Agree so hard with this last paragraph. I’ll tell you why, Mr. Garland. It’s a bit of a long explanation so bear with me. The Left (my former side) colonized the internet right around the turn of the millennium. No one expected back then that it would become The Empire. It was during the George W. Bush presidency and we were all building a utopia of sorts in the New World online. I built my own website in 1999.
As Silicon Valley became more powerful, it also leaned Left, thanks to the first social media president, Barack Obama, and by 2008, we had the iPhone, we had Facebook, and we had Twitter. That meant we dominated nearly all culture, media, and, eventually, the economy. As corporations migrated to online shopping, they had to be part of our ideological bubble. If they weren’t, they were not welcome.
When Donald Trump grew his own platform on Twitter and Facebook, we attacked him like a body rejecting the heart of a pig. He was not welcome in “our” country. So when he won it was like the Devil riding into Salem in 1692. We all know how the four years he was in power went. It was waves of mass hysteria; hundreds of people lost their jobs, and a climate of fear blanketed our society (on the Left).
My former side believed that this was our internet, our culture, our country and we wanted the invaders to either comply or scram. By the time Trump was kicked off of Twitter, Facebook, and YouTube and they dropped the web app Parler from Amazon’s server, there was clearly a Cold Civil War underway. Eventually, the Right would start building virtual gulags that were kept away from the utopians on the Left. But over time, the gulags started to become more popular, especially as the Left began to destroy itself with “woke” ideology, cancel culture and dogma …it’s boring on the Left now. It’s fun and exciting on the Right.
But you are not to cross over lest you be shunned by the utopians.
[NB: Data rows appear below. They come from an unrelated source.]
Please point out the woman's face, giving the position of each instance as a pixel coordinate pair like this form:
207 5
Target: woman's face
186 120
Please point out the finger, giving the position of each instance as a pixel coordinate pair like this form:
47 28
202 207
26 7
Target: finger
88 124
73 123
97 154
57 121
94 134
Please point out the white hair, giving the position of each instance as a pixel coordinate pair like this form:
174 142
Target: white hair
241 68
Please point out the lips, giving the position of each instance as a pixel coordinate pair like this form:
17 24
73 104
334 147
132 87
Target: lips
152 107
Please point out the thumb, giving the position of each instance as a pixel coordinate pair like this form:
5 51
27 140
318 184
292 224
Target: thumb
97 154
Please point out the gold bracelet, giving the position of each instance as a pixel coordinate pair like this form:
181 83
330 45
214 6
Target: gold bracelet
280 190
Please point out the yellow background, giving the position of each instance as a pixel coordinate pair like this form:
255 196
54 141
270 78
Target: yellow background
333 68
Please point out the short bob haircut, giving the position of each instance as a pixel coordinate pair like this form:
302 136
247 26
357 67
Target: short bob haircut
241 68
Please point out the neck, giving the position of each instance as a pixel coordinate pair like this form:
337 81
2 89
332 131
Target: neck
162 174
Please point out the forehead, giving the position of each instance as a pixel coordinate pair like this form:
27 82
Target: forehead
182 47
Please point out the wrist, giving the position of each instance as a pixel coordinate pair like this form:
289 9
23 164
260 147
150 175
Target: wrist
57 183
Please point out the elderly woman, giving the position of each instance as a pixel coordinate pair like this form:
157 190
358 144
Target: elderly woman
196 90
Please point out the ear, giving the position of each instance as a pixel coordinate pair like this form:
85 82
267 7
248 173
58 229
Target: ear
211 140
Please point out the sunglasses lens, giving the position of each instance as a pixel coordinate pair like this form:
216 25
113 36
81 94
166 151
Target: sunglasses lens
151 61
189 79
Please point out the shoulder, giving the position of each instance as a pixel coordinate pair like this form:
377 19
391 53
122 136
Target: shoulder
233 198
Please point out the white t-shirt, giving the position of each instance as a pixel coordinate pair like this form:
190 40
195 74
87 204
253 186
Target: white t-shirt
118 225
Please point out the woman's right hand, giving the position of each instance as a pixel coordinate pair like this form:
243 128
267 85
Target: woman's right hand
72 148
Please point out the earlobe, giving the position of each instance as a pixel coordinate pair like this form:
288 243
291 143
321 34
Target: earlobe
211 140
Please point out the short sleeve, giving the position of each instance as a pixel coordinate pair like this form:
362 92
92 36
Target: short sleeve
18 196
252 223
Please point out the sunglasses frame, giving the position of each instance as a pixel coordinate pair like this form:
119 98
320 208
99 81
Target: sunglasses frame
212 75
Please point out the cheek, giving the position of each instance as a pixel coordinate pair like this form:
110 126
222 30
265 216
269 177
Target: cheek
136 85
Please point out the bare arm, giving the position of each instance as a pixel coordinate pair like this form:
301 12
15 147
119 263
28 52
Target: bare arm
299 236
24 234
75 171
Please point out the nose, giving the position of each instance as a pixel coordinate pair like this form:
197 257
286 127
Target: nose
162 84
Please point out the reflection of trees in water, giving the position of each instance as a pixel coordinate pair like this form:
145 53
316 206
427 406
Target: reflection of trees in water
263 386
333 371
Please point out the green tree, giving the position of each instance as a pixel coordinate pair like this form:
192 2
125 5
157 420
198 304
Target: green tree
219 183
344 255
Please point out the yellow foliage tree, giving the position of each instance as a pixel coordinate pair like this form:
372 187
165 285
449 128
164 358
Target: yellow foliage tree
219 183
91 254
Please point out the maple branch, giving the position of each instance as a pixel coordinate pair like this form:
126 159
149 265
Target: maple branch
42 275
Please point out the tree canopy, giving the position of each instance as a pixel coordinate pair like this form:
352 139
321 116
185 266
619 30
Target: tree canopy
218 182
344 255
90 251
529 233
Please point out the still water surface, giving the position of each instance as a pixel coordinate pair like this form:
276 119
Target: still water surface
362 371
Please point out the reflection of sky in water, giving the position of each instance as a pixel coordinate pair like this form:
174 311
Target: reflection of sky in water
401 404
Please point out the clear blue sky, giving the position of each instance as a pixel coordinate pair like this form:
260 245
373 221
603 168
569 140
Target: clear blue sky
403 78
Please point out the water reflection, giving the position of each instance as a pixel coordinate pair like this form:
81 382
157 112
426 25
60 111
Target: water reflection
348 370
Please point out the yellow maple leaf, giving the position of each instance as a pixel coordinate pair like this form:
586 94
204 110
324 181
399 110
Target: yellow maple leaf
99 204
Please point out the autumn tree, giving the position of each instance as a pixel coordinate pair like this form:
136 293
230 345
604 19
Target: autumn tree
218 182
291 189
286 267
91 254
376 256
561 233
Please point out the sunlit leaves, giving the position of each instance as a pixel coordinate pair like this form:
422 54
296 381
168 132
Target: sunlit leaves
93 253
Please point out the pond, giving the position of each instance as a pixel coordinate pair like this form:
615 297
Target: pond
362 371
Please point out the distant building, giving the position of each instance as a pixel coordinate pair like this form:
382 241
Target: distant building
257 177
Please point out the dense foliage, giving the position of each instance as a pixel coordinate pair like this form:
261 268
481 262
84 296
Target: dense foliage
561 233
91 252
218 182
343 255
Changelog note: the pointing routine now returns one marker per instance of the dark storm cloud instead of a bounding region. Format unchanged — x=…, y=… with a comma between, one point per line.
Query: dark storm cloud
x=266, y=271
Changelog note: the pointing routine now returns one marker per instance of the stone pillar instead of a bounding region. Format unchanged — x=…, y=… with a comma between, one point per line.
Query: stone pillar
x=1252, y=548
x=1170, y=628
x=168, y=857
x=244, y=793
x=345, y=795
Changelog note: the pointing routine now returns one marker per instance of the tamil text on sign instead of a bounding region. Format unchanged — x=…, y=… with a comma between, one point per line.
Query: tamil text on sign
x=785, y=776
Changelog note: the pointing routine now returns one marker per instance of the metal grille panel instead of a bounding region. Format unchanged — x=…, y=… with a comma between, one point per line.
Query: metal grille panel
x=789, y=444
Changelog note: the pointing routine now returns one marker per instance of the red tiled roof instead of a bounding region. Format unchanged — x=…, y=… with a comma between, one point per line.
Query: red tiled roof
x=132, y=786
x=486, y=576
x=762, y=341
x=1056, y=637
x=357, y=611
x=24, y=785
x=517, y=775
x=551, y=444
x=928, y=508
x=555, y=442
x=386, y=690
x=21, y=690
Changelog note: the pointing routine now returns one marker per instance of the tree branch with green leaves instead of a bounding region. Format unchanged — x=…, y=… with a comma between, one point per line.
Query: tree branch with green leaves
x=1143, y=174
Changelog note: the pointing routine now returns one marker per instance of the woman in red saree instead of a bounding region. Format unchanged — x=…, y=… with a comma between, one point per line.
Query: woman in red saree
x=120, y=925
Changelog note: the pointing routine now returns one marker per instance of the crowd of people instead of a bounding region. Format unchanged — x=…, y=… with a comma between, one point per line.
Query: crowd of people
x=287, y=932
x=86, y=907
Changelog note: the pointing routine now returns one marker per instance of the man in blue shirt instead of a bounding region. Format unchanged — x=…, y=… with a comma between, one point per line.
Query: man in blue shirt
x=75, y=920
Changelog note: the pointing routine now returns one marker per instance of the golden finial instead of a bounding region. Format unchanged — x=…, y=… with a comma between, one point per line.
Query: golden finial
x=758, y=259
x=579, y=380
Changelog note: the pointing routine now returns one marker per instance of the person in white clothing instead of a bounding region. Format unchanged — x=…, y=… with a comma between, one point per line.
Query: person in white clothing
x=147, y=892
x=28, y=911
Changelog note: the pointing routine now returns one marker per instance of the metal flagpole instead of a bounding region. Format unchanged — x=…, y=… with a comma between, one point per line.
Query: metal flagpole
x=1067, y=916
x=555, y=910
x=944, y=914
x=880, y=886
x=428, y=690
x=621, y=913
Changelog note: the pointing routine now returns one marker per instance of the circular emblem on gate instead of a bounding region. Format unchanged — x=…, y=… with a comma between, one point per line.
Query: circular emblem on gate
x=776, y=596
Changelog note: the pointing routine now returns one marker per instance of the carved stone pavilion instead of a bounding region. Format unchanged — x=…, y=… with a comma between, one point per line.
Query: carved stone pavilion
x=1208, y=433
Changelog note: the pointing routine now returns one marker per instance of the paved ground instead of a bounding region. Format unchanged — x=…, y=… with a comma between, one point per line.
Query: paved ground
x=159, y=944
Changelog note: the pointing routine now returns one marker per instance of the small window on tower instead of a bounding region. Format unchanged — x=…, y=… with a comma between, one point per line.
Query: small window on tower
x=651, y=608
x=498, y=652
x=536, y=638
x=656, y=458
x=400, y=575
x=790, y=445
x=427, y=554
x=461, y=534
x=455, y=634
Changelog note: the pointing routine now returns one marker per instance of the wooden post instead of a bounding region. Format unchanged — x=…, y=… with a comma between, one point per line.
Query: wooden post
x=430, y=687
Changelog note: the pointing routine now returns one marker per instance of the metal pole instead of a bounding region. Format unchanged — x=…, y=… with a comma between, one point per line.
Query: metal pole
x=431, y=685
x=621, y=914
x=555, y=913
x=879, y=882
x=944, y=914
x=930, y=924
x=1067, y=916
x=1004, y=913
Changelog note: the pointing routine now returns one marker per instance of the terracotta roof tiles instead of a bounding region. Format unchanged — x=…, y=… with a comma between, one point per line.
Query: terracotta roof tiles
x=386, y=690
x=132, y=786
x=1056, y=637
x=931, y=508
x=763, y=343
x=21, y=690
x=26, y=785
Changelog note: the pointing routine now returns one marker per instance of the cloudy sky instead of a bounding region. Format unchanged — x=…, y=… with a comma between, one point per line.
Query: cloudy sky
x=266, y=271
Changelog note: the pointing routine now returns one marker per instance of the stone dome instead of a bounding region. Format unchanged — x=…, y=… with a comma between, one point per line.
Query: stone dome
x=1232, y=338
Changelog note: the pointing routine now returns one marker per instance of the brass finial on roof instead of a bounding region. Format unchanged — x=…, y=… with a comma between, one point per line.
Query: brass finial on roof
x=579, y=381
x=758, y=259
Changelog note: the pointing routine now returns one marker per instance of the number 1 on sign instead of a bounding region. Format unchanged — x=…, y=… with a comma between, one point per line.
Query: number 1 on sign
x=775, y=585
You have to be able to survive it, not care what they think — as I write this, I am writing honestly, without fear of what my readers might think. By now, I’ve been attacked by so many people for so long I feel like why bother.
A great Black Mirror episode Nosedive details exactly what we just lived through. The end of it is exactly where we need to be. We need to be able to say things without worrying about offending every last person. We have to loosen up, and, as you say, start listening.
Throughout history, we would have artists and writers who would be brave enough to pierce the hysteria, like Arthur Miller when he wrote The Crucible, or Rod Serling’s Twilight Zone. But most people who work in Hollywood are terrified of being “downgraded,” or publicly humiliated, or canceled. So very few of them have the courage to “go there.” And until they do, we’ll be stuck where we are now, in a state of paralysis.